To reason effectively and quickly in a Big Data context, a lazy computation with an optimized implementation is needed. To this end, as part of the CEDAR Project, we have developed a new reasoning system we called CEDAR taxonomic reasoner. Unlike OWL reasoners whose methods of reasoning are based on variations of formula-expansion approaches (Tableaux algorithms), the CEDAR reasoner is based on an original reasoning approach which is summarized in the following items:
Using OSF as a description language formalism which is operationally lazy (i.e., it does not do anything that is not needed). Knowledge is modeled as graphs. So, we apply techniques taking advantage of that specific structure to model knowledge and perform reasoning thereon.
High classification performance: We have developed our own classification algorithm for computing the reflexive-transitive closure of a conceptual taxonomy.

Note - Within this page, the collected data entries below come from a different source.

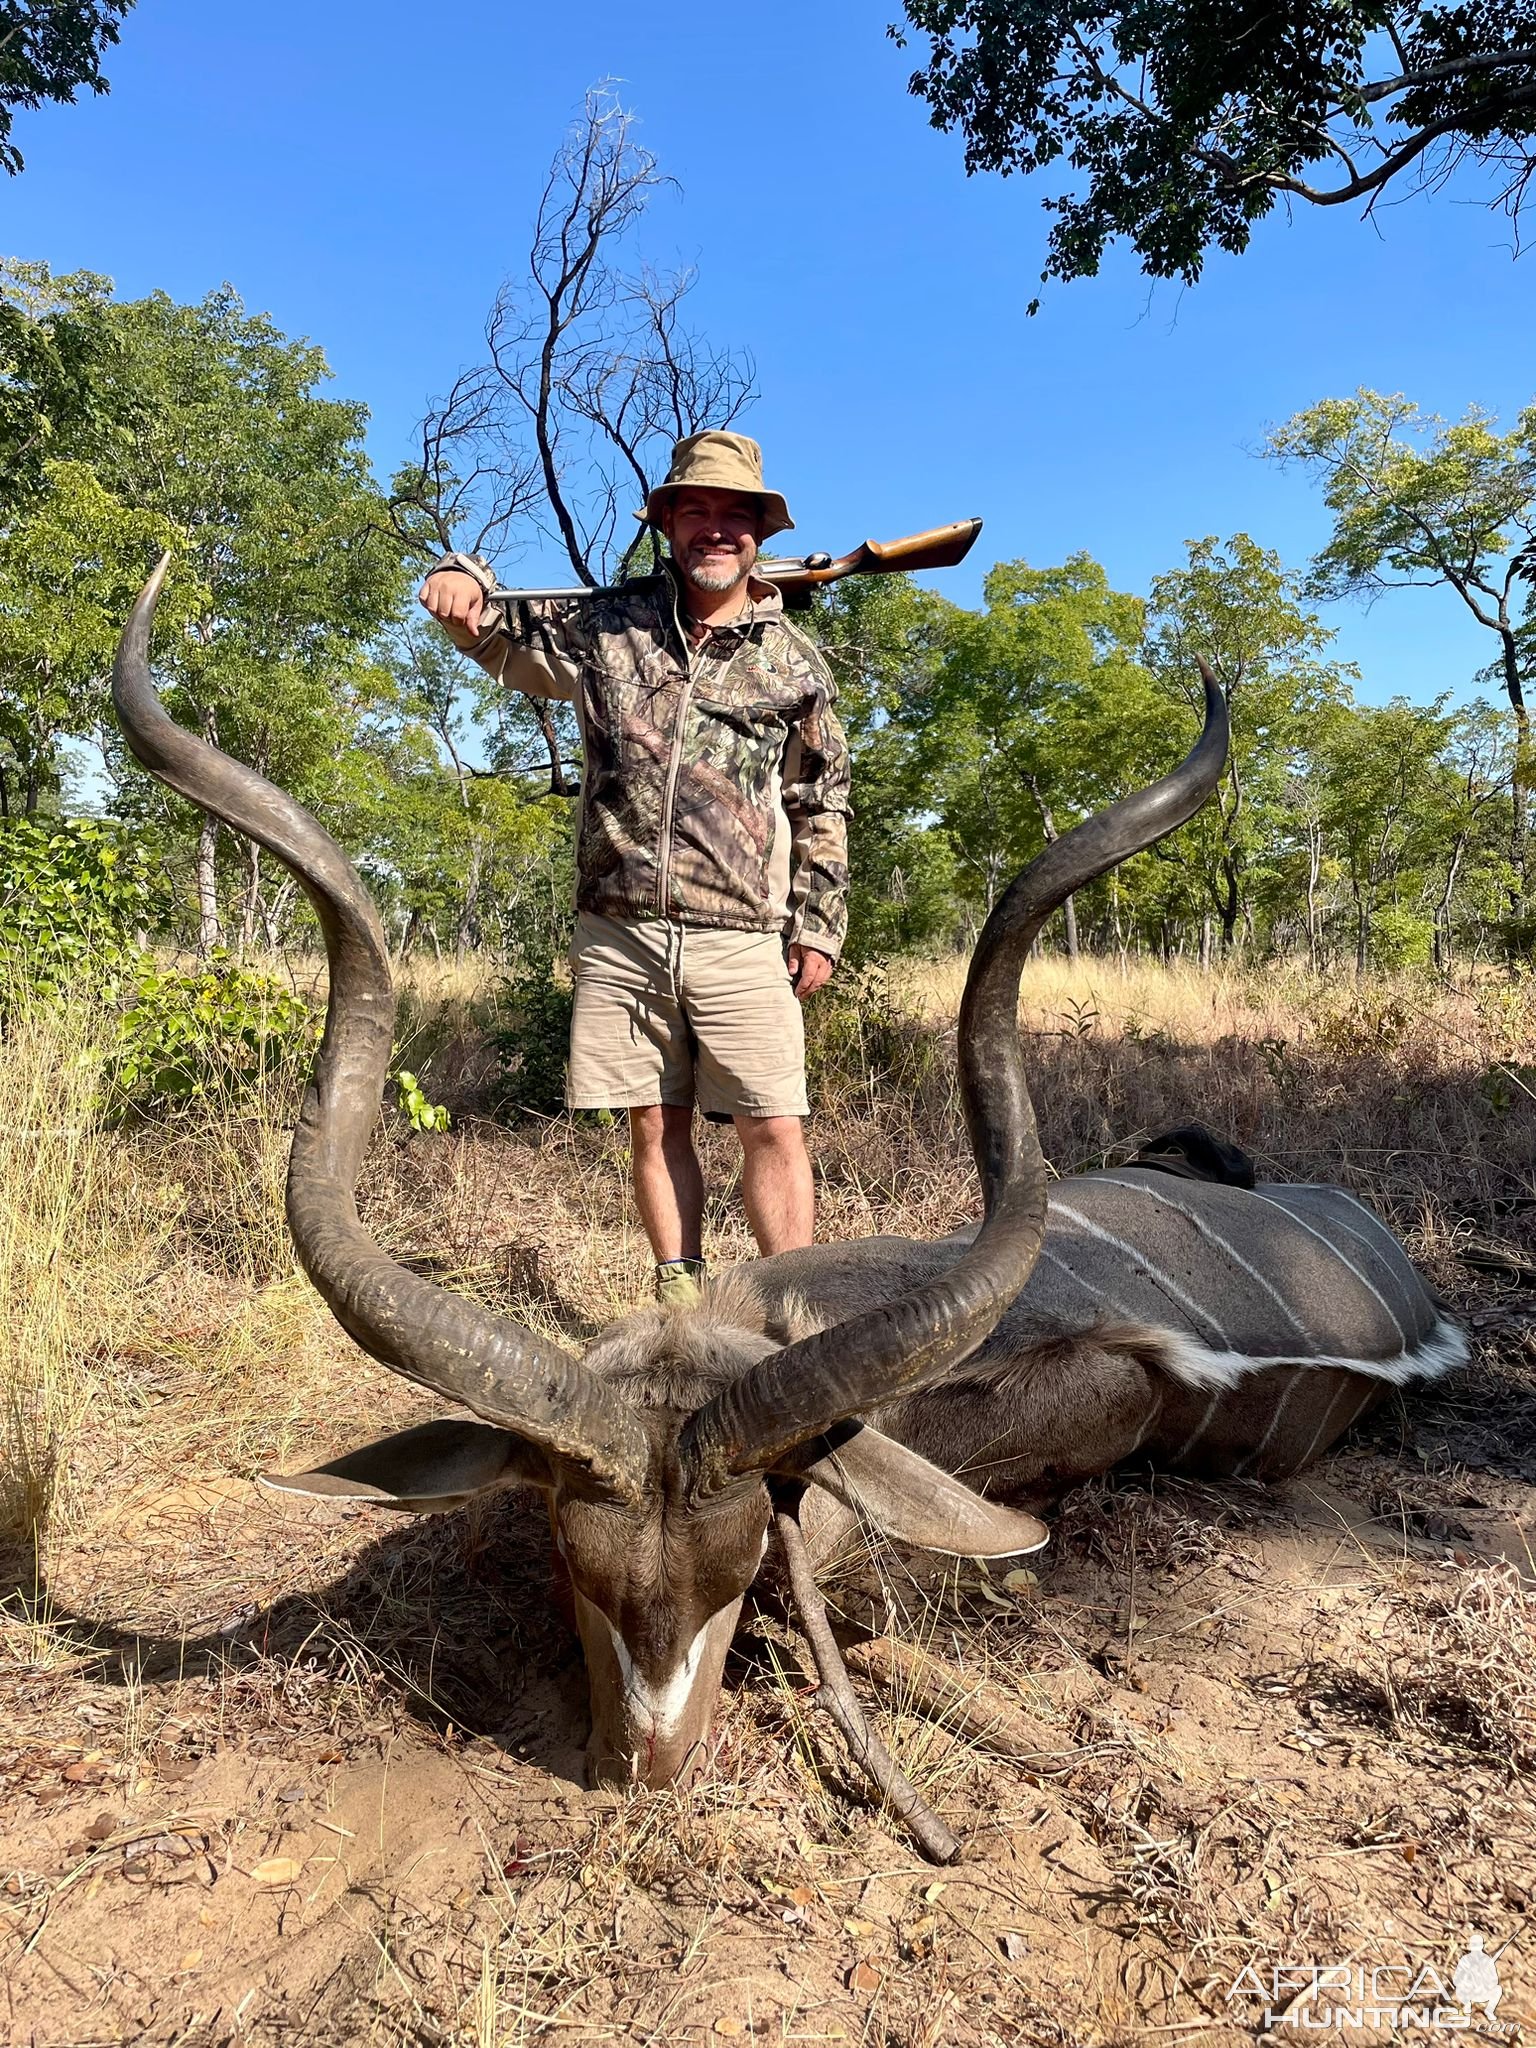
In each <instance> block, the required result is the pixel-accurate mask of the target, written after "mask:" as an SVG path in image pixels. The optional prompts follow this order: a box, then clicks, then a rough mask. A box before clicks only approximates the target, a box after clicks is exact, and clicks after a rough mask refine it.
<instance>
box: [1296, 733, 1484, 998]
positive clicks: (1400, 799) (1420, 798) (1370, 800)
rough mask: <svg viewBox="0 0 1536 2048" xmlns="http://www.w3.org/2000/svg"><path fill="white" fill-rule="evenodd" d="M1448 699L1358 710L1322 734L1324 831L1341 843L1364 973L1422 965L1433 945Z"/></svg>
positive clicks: (1451, 733) (1337, 854)
mask: <svg viewBox="0 0 1536 2048" xmlns="http://www.w3.org/2000/svg"><path fill="white" fill-rule="evenodd" d="M1454 723H1456V721H1454V715H1452V713H1448V711H1446V698H1444V696H1442V698H1438V700H1436V702H1434V705H1409V702H1407V698H1401V696H1397V698H1393V700H1391V705H1380V707H1372V705H1356V707H1348V709H1339V711H1335V713H1333V715H1331V717H1329V719H1327V721H1325V723H1323V729H1321V731H1319V743H1317V774H1319V782H1321V805H1323V829H1325V831H1327V836H1329V838H1331V842H1333V846H1335V850H1337V856H1339V862H1341V870H1343V879H1346V885H1348V893H1350V907H1352V915H1354V958H1356V973H1364V971H1366V967H1370V963H1372V956H1374V958H1376V965H1380V967H1403V965H1415V963H1417V958H1425V956H1427V952H1430V944H1432V918H1430V915H1427V913H1425V903H1423V891H1421V872H1419V870H1423V868H1425V866H1430V864H1432V862H1434V856H1436V852H1438V850H1440V844H1442V840H1444V836H1446V817H1448V809H1450V805H1448V799H1450V797H1452V791H1450V788H1448V766H1446V750H1448V743H1450V737H1452V729H1454Z"/></svg>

Binary encoding: This technique consists in representing the elements of a taxonomy (an arbitrary poset) as bit vectors. Thus, each element has a code (a bit vector) carrying a 1 in the position corresponding to the index of any other elements that it subsumes. In this manner, the three Boolean operations (and, or and not) on sorts are readily and efficiently performed as their corresponding operations on bit-vectors. This method makes Boolean querying very efficient.
The figures below show the performance of the CEDAR taxonomic reasoner vs. several OWL reasoners. The comparison is made for classification and query answering performance. The obtained results show a comparable performance for classification and several orders-of-magnitude faster performance for query answering for the CEDAR system.